Published March 31st, 2016 - 01:33 GMT
Turkey warned that Jordan would need to reduce costs to make the new route attractive. (Twitter)
Turkey warned that Jordan would need to reduce costs to make the new route attractive. (Twitter)

A new Ro-Ro (roll-on/roll-off) route to Jordan’s port of Aqaba from Turkey announced by Prime Minister Ahmet Davutoglu last Sunday could boost exports to the Middle East, Turkish Exporters Assembly head Mehmet Büyükeksi said Wednesday.

In his visit to Jordan last weekend, Prime Minister Ahmet Davutoglu said they are working on a new Ro-Ro route that will enable Turkish export trucks and trailers to reach Middle Eastern countries through ships without passing through the turmoil in Syria.

“I believe thanks to the planned new route, our trade relations with the Arab world will further promote relations.
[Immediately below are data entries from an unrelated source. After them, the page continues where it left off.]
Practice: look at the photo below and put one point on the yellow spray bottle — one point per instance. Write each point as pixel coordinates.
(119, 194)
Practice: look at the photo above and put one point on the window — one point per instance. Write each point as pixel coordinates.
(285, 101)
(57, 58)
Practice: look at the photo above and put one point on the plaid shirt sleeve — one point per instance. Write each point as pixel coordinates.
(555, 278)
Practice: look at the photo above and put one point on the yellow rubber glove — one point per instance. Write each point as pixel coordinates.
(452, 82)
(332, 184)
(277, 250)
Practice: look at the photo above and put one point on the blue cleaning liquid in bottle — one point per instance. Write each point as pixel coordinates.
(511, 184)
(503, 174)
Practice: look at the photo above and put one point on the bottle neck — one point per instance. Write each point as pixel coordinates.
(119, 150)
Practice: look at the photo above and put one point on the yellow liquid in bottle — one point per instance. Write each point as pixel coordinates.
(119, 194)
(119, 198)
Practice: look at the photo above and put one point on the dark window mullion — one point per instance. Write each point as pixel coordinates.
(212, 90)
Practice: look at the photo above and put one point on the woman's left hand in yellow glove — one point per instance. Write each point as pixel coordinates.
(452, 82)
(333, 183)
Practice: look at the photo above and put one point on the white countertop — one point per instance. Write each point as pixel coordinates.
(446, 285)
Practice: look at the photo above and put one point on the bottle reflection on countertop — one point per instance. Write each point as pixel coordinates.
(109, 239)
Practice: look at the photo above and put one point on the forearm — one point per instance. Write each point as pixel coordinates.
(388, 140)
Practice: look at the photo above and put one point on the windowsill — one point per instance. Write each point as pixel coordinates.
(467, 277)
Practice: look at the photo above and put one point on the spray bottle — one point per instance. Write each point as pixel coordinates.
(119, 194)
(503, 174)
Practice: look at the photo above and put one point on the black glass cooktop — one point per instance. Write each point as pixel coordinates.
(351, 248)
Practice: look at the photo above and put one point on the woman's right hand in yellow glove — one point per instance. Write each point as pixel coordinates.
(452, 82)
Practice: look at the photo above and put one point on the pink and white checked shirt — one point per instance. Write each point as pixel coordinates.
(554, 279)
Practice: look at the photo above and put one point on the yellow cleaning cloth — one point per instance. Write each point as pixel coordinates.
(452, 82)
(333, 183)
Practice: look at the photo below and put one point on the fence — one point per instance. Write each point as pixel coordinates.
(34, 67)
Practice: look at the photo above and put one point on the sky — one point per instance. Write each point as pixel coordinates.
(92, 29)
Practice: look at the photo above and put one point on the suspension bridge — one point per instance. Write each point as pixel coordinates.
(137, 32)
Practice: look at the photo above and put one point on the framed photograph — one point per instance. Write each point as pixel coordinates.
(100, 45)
Both countries will significantly benefit from new Ro-Ro voyages,” Buyukeksi said.

“Also I believe that with infrastructure investments around Iskenderun, Ro-Ro voyages will offer significant advantages to the exporters near this region,” he added.

Buyukeksi stressed that the Ro-Ro transport model has significant advantages, such as considerably less voyage time, speedy cargo handling, and low costs which may also enable the diversification of exported Turkish products.

Exporters expect the new Ro-Ro route to not only boost exports but also promote tourism by encouraging Turkish pilgrims en route to Mecca to pass through Jordan.

Mediterranean Exporters Association head Bulent Aymen echoed Buyukeksi’s remarks, stressing that Egypt’s steep price for passing through the Suez Canal renders current Ro-ro voyages between Iskenderun and Saudi Arabia’s port of Duba unfeasible for many exporters.

Aymen said voyages between Aqaba and Iskenderun, Turkey would be a lifesaver for exports, especially for perishable goods such as fresh fruit and vegetables and other products.

However Aymen warned that launch of Ro-Ro voyages alone would not be sufficient and the governments should cooperate to reduce costs down to $3,000 per truck.

“Jordan should reduce its tolls. Our government also should provide financial support to the Ro-Ro transport model. Discounting the cost from $5,000 to $3,000 per truck would make it an attractive choice,” he said.